Se ieri avessi fatto l’amore con te non mi sarei sentito uomo, sono senza un soldo, solo in un paese che forse non mi vorrà mai, tu non meriti uno così, meriti un uomo sicuro, rispettato, che possa renderti felice. Non ti ho rifiutata, sono andato via per diventare quell’uomo, non ho intenzione di lasciarti andare, voglio diventare l’uomo che dovrebbe starti accanto e ci riuscirò. Nel mio paese gli uomini corteggiano le donne mostrando loro le armi , gli arnesi con i quali riescono a provvedere alla famiglia, è considerato un disonore non averne e io adesso Erika sono disarmato. Tu aspettami se quello che provo io lo provi anche tu.

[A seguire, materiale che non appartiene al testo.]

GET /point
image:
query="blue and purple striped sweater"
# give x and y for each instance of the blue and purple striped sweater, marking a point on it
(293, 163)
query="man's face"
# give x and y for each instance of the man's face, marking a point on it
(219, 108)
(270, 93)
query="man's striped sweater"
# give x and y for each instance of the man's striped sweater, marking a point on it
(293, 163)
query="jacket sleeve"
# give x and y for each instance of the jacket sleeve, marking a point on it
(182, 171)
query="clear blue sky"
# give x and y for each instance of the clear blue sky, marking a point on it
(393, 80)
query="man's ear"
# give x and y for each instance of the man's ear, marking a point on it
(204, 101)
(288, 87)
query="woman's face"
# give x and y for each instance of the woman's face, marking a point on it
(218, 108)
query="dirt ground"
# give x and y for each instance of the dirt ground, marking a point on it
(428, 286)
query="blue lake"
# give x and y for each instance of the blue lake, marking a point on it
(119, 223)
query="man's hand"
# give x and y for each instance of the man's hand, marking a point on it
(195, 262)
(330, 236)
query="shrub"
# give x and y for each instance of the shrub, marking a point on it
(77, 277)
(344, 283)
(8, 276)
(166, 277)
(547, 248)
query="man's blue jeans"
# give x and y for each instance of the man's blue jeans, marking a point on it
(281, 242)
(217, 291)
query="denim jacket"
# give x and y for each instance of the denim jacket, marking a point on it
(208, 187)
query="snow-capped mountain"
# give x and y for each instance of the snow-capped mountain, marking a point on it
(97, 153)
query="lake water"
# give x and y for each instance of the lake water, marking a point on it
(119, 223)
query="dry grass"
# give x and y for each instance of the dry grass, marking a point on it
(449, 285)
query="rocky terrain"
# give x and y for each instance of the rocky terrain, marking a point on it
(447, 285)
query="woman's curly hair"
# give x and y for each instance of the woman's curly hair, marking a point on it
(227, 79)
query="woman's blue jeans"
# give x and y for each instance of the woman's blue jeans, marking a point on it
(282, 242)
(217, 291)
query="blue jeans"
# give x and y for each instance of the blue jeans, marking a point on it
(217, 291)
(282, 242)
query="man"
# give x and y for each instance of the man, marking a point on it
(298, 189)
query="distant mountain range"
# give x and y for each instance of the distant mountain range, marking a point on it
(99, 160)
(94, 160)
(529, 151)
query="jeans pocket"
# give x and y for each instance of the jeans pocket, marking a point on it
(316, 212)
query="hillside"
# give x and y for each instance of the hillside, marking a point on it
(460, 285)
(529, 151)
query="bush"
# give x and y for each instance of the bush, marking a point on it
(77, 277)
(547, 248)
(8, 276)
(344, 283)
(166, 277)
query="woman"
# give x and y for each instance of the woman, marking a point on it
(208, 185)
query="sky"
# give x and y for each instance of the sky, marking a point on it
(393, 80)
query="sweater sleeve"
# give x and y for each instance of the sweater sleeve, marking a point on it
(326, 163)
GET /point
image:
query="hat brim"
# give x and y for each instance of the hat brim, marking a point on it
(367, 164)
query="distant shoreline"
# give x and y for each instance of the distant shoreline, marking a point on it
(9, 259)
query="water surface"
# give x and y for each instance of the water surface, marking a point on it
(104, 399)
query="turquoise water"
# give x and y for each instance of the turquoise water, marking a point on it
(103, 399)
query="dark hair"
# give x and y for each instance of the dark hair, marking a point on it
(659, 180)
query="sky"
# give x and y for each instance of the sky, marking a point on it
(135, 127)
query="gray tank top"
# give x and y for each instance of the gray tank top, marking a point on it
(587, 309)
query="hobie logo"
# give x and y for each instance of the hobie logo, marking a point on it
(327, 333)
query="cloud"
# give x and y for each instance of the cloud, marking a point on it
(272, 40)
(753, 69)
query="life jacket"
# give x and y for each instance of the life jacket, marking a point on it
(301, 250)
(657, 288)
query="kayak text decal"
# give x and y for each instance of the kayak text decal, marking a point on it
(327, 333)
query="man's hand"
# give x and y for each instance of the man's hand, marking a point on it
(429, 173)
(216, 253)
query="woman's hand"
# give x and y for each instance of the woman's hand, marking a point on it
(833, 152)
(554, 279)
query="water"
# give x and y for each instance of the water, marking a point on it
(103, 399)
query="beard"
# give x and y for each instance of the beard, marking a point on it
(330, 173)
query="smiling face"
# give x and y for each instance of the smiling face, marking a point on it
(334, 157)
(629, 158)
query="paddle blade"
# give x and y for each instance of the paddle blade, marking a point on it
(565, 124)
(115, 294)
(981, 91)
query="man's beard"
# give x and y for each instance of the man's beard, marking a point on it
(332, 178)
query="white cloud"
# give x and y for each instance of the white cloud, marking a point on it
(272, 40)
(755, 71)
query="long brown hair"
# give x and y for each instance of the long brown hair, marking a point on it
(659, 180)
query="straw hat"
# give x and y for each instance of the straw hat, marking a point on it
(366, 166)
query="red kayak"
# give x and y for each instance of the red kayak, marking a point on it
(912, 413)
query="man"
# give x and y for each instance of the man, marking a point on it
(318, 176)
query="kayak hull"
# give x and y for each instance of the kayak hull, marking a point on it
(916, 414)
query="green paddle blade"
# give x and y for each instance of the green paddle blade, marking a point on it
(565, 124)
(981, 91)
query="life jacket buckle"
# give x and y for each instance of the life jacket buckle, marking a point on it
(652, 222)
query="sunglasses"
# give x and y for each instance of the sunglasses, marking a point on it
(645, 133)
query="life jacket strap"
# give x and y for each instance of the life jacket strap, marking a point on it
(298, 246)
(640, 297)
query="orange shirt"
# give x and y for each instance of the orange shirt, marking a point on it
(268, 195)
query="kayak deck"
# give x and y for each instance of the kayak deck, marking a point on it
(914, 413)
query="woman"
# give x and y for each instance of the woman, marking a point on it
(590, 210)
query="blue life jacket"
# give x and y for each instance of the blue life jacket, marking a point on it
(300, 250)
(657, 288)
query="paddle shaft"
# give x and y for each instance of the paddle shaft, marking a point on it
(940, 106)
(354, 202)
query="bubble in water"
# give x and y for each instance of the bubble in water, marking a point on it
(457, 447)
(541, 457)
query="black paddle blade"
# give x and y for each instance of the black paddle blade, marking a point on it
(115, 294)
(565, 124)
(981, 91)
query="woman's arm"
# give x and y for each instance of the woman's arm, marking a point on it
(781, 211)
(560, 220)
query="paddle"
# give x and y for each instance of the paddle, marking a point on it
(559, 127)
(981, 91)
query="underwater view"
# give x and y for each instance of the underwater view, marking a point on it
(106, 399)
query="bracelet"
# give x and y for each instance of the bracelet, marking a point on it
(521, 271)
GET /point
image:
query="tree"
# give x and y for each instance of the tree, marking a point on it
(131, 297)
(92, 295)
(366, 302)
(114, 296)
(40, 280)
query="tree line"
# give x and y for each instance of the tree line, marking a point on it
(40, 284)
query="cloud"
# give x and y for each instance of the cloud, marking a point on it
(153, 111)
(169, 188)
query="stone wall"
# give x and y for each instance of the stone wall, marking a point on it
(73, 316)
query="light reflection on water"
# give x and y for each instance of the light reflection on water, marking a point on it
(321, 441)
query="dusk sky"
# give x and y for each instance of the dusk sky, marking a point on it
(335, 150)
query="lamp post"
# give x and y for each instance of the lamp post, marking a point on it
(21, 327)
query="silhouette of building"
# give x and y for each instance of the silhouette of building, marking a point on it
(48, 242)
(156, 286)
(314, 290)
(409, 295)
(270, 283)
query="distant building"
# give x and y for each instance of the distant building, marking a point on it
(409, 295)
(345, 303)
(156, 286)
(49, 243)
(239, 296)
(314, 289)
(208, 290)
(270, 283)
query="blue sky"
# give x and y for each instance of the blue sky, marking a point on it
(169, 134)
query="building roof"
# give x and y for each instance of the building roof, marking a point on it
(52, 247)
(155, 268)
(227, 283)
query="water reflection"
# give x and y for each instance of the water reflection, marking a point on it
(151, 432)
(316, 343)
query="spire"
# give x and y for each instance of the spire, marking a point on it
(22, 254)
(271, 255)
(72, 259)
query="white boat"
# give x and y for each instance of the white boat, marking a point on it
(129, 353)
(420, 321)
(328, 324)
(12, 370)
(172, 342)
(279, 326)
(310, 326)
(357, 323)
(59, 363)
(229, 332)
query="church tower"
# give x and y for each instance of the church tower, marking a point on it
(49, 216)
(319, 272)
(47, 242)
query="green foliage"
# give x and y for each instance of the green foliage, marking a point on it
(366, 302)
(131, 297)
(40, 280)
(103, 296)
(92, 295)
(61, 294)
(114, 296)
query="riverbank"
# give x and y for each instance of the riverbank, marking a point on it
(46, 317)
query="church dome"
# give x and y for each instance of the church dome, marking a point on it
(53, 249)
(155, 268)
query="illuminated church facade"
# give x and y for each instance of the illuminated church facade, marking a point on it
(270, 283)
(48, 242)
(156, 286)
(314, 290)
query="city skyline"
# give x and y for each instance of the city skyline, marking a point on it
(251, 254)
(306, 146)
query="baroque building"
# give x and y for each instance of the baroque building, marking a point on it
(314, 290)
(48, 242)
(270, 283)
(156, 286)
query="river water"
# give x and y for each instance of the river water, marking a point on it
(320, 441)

Erika rimase esterrefatta, sorpresa, non capiva se fosse uno scherzo o se avesse conosciuto l’uomo più rispettoso del mondo. Ma il dubbio sparì pochi attimi dopo, quando senti una presenza alle spalle e voltandosi vide proprio Ahmed:
– Non ci riesco ad allontanarmi da te sono un codardo, sono rimasto sotto casa tua tutta la notte poi sono salito sperando che non lo avessi letto il biglietto e strapparlo, tu sei troppo e io…
– Non devi allontanarti mai più da me- rispose Erika.
– Ma io non sono quello che dovresti avere
– Neppure io…
– Sarà dura lo sai vero?
– Lo è sempre… – disse infine lei, mentre le sue mani tornavano sul viso del ragazzo.
C’erano due ragazzi disarmati in una stanza di un monolocale, pieni di problemi e con tanti sogni, avevano appena deciso di amarsi, lei era bianca e lui nero ma nessuno dei due se n’era ancora accorto.